It has been more than two decades since the first demonstration that one cell type can be converted into another through the ectopic expression of a transcription factor. But what began as an isolated trickle has now grown into a steady stream of reported lineage conversions. Recently, the groups of Paul Tesar at Case Western Reserve University and of Marius Wernig at Stanford University identified factors that can convert fibroblasts into oligodendrocyte precursor cells (OPCs) in the mouse and rat.

As the name suggests, OPCs generate oligodendrocytes, which are the main myelinating cells in the central nervous system. In the context of cell transplantation, OPCs have had ameliorating effects in rodent models of nerve damage and myelin loss and are thus considered a potential therapeutic cell type for human diseases that involve myelin. The present sources of OPCs for cell transplantation, however, are not ideal: fetal OPCs are not available in large numbers and cannot be easily expanded, and although OPCs can be obtained through differentiation of pluripotent stem cells, the methods to do this are still laborious. Direct lineage conversion of other somatic cells to OPCs offers an alternative.

Finding the factors to achieve such lineage conversion is no small matter, however. The experiments in the 1980s that converted fibroblasts to muscle cells involved overexpressing a single transcription factor, MyoD, a master regulator of skeletal muscle development. But for most cell types, it is not so simple: a combination of transcription factors is likely to be necessary for most direct conversions of cell fate.

Oligodendrocytes via reprogramming. OPCs obtained by lineage conversion of mouse fibroblasts were differentiated to oligodendrocytes. Reprinted from Nature Biotechnology (Najm et al., 2013).2

Researchers in both the Tesar and Wernig groups, in their work on generating OPCs, combined several types of prior knowledge to come up with shortlists of factors that are good candidates for promoting OPC fate. Both groups began with genome-wide gene expression data, focusing on genes expressed in oligodendrocytes and OPCs but not in cells of other neural lineages. They then whittled down their lists to genes encoding factors known from prior experiments to be functionally involved in oligodendrogenesis, either because expression of the factors in neural progenitors promotes the process or because mutation of the genes results in developmental defects in this lineage.

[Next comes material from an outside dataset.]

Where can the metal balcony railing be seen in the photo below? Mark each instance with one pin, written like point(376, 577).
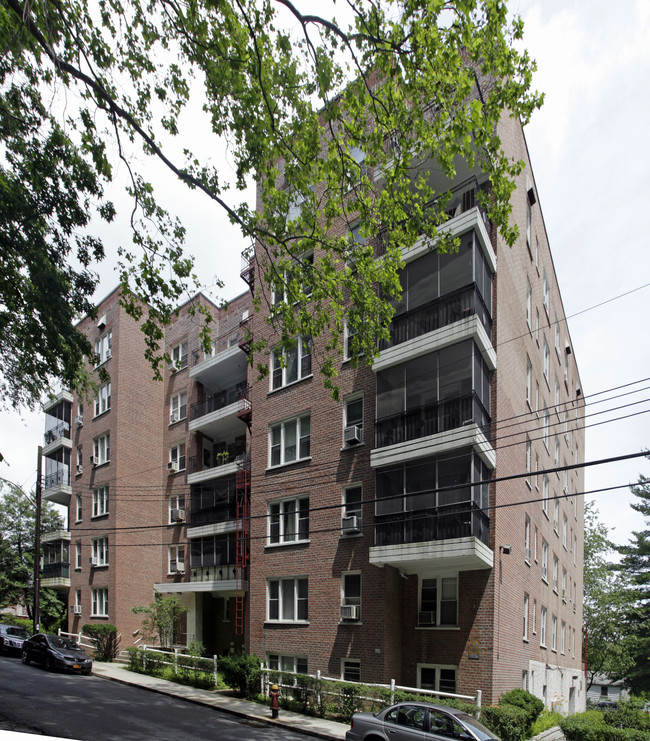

Tesar and colleagues (Najm et al., 2013)2 settled on a list of eight factors; Wernig and colleagues (Yang et al., 2013)3 on an (overlapping) list of ten. What remained then was the systematic and painstaking process of experimental trial and error to identify the simplest combination of factors that can turn fibroblasts into OPCs. For the screening process itself, both groups made use of a green fluorescent reporter for proteolipid protein, which is expressed in both OPCs and oligodendrocytes, infecting embryonic fibroblasts from a transgenic mouse with pools of lentiviruses delivering the candidate reprogramming-factor genes. Tesar and colleagues report that the combination of Sox10, Olig2 and Nkx6.2 does the trick; Wernig and colleagues' preferred combination is Sox10, Olig2 and Zfp536.

Might informatics approaches to better parse genome-wide, cell type–specific gene expression data ease the laborious process of identifying candidate reprogramming factors? In a paper published in this issue of Nature Methods, Ilya Shmulevich and colleagues at the Institute for Systems Biology, Seattle, make this argument and describe one such approach. In a method based on the logic of developmental binary toggle switches, Shmulevich and colleagues show that, by measuring reversals in gene expression between cell types, they can retrospectively identify transcription factors known to be important for cell-fate decisions as well as for previously reported fate conversion of fibroblasts to neurons.

Of course, simply looking for specifically expressed transcription factors for which there is also functional evidence has served several groups admirably so far. In the work of the Tesar and Wernig groups, the identified factors yielded cells that, as determined by markers and by functional phenotype in vitro and in vivo, behave as bona fide OPCs. But perhaps especially for cell types for which there is little prior functional information available, analysis approaches such as that described by Shmulevich and colleagues—and there will doubtless be others—could prove useful for prioritizing candidate factors for empirical testing.